Spices it up!
Spices are the pure essence of flavor! Whether whole or dried they bring a taste, aroma and balance to any dish. Spices can transform your meals and kitchen to a foreign land or familiar place. Whenever I get the chance to travel Internationally I love to visit different markets to get the essence of what if feels like to live in that specific place. I also love to bring a few things back as well. Here are my top 12 pantry staples I keep stocked in my pantry and in my clients homes!
Kosher Salt- Throw that Iodized salt away!!!! Kosher salt is less concentrated in salt than Iodized salt and doesn’t have that weird taste. It is used in all commercial kitchens and restaurants for consistency in flavor profile, texture, and seasoning. Use it everyday for an all purpose seasoning, to flavor pasta water, making salad dressings, roasting meats etc.
Fresh Cracked Black Pepper- Switch from the pre-ground pepper. Pepper is a bit woody and and piney. Fresh cracked pepper gives a more pungent pepper flavor and heat. I use fresh pepper in just about all of my everyday cooking! It’s great for rubs on meats and finishing a salad or soup.
Onion Powder-Adds a savory richness to your dishes. I use this in rubs, marinades and seasoning veggies and soups.
Garlic Powder- Milder than adding fresh garlic and gives a savory warmth to dishes. I use it a lot in dishes with beef, chicken and ground meats. It’s great on veggies that are grilled, sautéd and roasted!
Paprika-This spice comes in many different forms, sweet, hot and smoked are a few. I add Paprika for color and to give a little depth in flavor and very little heat. Paprika is great in bbq rubs and marinade, Spanish and Mexican dishes, and Chili.
Chili Powder- Chili powder adds a smokey flavor to your dishes. It can range from a little to very spicy. Great in Tex-mex dishes, rubs and marinades. Great in stews, rubs and marinades.

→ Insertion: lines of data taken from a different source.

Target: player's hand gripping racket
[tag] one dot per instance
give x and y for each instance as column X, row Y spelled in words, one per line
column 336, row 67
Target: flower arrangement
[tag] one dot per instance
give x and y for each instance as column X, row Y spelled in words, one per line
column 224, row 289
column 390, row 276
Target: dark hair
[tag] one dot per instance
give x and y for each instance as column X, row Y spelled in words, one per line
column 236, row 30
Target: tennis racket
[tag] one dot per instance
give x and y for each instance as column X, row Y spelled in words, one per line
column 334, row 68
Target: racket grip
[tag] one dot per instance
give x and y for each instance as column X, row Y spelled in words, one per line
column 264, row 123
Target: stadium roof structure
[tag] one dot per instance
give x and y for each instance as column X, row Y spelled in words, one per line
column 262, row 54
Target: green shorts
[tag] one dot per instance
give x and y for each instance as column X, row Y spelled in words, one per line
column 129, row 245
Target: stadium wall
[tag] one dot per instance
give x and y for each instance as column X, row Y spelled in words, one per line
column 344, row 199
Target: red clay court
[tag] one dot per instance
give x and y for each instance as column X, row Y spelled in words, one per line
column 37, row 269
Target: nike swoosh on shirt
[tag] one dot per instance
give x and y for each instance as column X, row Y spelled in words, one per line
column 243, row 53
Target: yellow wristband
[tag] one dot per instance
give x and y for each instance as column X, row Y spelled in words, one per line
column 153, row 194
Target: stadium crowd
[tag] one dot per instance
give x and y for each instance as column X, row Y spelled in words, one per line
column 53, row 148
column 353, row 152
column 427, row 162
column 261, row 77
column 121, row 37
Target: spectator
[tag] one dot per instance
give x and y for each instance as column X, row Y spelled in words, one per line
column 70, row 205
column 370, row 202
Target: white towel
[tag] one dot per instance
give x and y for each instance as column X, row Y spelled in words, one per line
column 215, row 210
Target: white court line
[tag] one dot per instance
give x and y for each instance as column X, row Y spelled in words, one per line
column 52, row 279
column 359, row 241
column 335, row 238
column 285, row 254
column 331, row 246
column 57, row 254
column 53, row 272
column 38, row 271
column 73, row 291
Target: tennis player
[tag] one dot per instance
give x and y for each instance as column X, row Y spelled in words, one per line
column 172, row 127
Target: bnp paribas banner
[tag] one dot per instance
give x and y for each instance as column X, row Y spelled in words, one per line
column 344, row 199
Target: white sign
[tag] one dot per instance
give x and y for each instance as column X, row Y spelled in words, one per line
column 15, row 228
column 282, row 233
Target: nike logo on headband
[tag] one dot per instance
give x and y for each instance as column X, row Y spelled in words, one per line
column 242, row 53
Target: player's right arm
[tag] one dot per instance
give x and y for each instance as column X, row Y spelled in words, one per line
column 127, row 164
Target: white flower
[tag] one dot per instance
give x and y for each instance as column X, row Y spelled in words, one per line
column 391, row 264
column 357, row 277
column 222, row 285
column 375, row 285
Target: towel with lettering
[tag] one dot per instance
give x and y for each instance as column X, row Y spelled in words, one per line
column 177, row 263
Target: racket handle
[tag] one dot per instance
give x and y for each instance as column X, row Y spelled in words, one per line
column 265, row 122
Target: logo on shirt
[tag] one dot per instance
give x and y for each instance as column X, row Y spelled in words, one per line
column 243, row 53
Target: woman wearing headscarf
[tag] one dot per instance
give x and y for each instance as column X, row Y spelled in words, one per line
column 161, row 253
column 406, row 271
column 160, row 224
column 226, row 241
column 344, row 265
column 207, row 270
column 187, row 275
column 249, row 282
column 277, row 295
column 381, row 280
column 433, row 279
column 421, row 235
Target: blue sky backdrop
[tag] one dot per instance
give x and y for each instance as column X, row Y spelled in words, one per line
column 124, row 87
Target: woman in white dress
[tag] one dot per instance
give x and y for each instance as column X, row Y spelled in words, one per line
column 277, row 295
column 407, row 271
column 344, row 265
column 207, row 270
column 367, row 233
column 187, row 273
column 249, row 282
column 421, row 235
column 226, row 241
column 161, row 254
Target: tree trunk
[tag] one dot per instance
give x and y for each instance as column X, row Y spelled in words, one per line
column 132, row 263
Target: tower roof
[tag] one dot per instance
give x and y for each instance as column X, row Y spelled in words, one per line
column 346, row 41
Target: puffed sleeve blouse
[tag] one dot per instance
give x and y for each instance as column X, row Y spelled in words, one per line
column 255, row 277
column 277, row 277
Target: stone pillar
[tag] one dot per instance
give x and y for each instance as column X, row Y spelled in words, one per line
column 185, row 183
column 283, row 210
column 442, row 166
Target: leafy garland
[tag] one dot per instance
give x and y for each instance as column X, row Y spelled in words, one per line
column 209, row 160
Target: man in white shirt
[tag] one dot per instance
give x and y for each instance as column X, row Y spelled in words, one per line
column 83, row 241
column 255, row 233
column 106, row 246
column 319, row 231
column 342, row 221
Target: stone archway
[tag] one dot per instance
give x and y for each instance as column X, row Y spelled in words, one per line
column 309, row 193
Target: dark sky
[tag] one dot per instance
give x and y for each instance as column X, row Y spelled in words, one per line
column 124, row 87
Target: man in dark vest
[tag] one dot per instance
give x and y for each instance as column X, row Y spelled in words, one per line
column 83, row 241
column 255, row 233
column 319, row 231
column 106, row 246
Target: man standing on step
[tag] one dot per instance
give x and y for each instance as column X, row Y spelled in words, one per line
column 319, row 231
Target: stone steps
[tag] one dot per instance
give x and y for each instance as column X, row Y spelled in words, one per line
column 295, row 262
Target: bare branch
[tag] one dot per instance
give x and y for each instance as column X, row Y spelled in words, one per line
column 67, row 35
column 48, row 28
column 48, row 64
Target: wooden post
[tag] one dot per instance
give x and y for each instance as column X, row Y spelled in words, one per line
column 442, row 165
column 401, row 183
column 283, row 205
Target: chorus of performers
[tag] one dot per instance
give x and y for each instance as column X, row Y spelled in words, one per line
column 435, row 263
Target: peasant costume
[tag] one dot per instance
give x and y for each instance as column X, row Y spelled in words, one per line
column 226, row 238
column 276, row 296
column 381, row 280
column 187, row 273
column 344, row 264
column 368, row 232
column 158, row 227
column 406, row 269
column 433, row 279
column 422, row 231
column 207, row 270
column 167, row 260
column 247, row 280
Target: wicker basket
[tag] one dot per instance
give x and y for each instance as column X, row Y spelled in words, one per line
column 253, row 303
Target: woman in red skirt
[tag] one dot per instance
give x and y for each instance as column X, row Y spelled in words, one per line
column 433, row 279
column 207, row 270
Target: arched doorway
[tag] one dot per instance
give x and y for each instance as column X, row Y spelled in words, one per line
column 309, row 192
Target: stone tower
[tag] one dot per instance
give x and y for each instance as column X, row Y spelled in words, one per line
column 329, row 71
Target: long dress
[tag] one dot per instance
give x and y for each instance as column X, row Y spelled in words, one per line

Ground Cumin- One of my favorite spices! It’s earthy, nutty, a bit spicy with a touch of citrus. I use cumin in Mexican recipes, soups, stews, rubs, and curries. Great on grilled meats, tacos, and roasted veggies.
Bay Leaf- Gives off a pungent, savory and bitter flavor profile. Bay leaves are great for braises, stews, pickles, and rice dishes. Bay Leaves are a staple for holiday cooking, roasting poultry or in Cajun cuisine.
Dried Thyme-(Pronounced like Time!) Lends an earthy and minty flavor profile to dishes. Thyme is great in rubs, salad dressing, sauces, soup, and stews. I use thyme a lot with roasted veggies and poultry dishes.
Curry Powder- A combination of sweet and savory spices such as cumin, turmeric and bay leaf. I use curry powder for stews, rubs and marinades. It’s great in Indian dishes and on roasted veggies or meats.
Cayenne Pepper- Brings the heat and spice to your dishes. I use cayenne pepper in bbq rubs and sauces. It’s great in Mexican, Asian and Cajun dishes.
Dried Oregano- A very pungent and slightly bitter savory herb. There are many different kinds of Oregano from Mexican to Greek! I use dried Oregano in pasta sauces, Mexican dishes, soups, stew and rubs.